Let $V$ be a finite dimensional vector space, and $\psi : V \rightarrow V^{**}$ be a map defined by
$$ \psi(v)(f) = f(v)$$ for all $v \in V$ and $f \in V^{**}$.
We can easily show that $\psi$ is a linear map. And in fact, it is an isomorphism.
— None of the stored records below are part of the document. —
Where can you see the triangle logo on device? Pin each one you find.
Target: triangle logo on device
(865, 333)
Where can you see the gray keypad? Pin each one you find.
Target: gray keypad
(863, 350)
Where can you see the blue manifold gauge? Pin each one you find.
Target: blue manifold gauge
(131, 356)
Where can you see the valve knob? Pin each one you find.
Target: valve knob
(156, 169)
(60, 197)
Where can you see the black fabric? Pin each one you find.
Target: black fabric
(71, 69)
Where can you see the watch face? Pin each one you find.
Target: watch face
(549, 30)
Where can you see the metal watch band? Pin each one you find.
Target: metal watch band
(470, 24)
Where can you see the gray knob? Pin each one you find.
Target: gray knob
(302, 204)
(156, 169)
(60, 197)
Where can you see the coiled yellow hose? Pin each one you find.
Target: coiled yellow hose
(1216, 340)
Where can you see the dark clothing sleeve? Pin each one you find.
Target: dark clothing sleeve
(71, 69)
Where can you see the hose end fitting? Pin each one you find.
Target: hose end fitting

Indeed, if we choose a basis $\mathcal{B} = \{v_1, \ldots, v_n\}$ of $V$, then $\mathcal{B}^* = \{v_1^*, \ldots, v_n^*\}$ is a basis of $V^*$, and $\mathcal{B}^{**} = \{v_1^{**}, \ldots, v_n^{**}\}$ is a basis of $V^{**}$. We see that $\psi(v_i)(v_j^*) = v_j^*(v_i)=\delta_{ij}$. Hence $\psi(v_i) = v_i^{**}$. Because $\psi$ sends a basis of $V$ to a basis of $V^{**}$, we conclude that $\psi$ is an isomorphism.
First, I tried to find a linear map $\phi : V^{**} \to V$ such that $\phi \circ \psi$ and $\psi \circ \phi$ are identity maps of $V$ and $V^{**}$, respectively. However, I can not find it. Can we construct this $\phi$?